As you can imagine, I have a much different perspective on postpartum living with baby #2 than I did with #1. With #1 you make plans. How you’re going to feed, how you’re going to sleep train, how you’re going to lose the baby weight…. and people laugh at you, which is particularly cruel because they are the one’s who ask you these specific questions, and expect you to have thought of what method you’re going to go with. The thing I’ve learned is, they’re not actually laughing at you [most of them, anyway]. If they laugh, it’s because the same pressure was put on them as new moms to have it all figured out before baby even arrives, only to have it all go to hell in a hand basket when baby arrives.
It’s true: there is no way to prepare. We try, because its such a monumental event, how can you sit back and not even try to be prepared? But many of our efforts are in vain. I’m not saying don’t prepare. You should try, if for no other reason, than to take your mind off of the fact that you’re still pregnant… but know that it may not all go “according to plan.”

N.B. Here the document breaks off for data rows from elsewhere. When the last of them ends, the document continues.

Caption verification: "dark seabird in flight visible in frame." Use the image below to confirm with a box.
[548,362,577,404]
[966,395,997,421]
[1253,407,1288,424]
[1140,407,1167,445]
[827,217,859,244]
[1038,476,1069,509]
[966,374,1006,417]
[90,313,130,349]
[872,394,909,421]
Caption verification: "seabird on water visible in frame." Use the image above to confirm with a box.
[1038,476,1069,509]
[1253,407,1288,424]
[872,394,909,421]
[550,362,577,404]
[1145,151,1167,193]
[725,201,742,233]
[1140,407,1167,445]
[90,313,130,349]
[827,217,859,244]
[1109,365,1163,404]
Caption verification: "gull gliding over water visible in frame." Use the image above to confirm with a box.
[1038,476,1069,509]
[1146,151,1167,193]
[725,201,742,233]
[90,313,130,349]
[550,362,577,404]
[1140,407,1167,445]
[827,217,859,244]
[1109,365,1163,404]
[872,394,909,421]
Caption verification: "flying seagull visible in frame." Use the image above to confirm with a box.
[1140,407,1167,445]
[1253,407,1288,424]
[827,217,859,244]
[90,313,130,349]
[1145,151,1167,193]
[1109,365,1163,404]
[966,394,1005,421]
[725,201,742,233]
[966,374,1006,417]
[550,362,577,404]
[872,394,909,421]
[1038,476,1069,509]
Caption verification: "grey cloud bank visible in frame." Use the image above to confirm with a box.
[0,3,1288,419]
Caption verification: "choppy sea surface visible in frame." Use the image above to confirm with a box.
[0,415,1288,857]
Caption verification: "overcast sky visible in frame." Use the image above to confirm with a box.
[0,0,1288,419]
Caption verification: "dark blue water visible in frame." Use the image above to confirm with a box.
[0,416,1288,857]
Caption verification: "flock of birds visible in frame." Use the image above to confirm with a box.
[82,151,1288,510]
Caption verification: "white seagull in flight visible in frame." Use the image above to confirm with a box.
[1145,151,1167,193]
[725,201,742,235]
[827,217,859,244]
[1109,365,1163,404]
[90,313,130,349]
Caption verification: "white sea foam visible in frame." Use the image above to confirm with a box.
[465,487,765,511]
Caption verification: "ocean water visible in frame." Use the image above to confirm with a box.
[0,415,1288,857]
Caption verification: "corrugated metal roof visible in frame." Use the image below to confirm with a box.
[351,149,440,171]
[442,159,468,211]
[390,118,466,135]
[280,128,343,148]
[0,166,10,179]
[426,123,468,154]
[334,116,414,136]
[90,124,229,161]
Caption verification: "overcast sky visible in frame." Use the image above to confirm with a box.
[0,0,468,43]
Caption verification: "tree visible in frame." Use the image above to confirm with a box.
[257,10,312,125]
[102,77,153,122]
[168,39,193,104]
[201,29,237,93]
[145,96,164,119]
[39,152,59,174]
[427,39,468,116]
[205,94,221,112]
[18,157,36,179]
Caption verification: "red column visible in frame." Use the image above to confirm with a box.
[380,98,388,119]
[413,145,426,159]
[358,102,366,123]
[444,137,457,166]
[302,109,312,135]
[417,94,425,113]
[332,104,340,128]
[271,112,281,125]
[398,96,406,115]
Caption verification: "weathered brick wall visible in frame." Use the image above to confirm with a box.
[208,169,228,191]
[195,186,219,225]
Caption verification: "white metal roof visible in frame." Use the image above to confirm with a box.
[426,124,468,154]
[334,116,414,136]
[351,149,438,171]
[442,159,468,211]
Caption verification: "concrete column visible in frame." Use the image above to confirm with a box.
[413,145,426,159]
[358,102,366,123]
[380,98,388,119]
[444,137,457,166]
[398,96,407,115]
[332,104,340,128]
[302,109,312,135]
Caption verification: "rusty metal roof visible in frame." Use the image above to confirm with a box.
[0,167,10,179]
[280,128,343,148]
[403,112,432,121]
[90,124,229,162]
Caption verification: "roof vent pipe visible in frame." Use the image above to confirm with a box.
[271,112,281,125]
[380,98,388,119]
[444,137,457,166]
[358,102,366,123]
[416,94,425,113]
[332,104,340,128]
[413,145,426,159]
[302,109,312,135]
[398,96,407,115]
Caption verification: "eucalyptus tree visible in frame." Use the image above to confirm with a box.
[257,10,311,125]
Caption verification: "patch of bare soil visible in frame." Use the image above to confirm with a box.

And be OK with that. Be gracious with yourself. Also, be gracious to others. Some times I felt resentment toward the people who wanted to help, because I felt they thought I was incompetent, or at the very least, they were just disrupting the specific way I wanted some thing done. Let it be disrupted. Let dad put the diaper on a little saggier than you would have. Let that relative rock your baby in a way you’d never rock them. They want to help — and whether you admit it or not you need the help.
Its not about being incompetent. It’s about having just grown and pushed a human person out of your body and being exhausted. It’s about needing to take a break and remembering that you too are you’re own individual person even though it seems like your only purpose in life is to now sustain the life of this baby. That is definitely a huge part of it… but you need sustaining too. Try not to be stubborn, or too locked into whatever plans you had drawn up before you went into labor. Parenting, particularly in the beginning, is fluid and requires flexibility. Accept help and rest.
That is what I wish I could go back and tell myself with Sophie.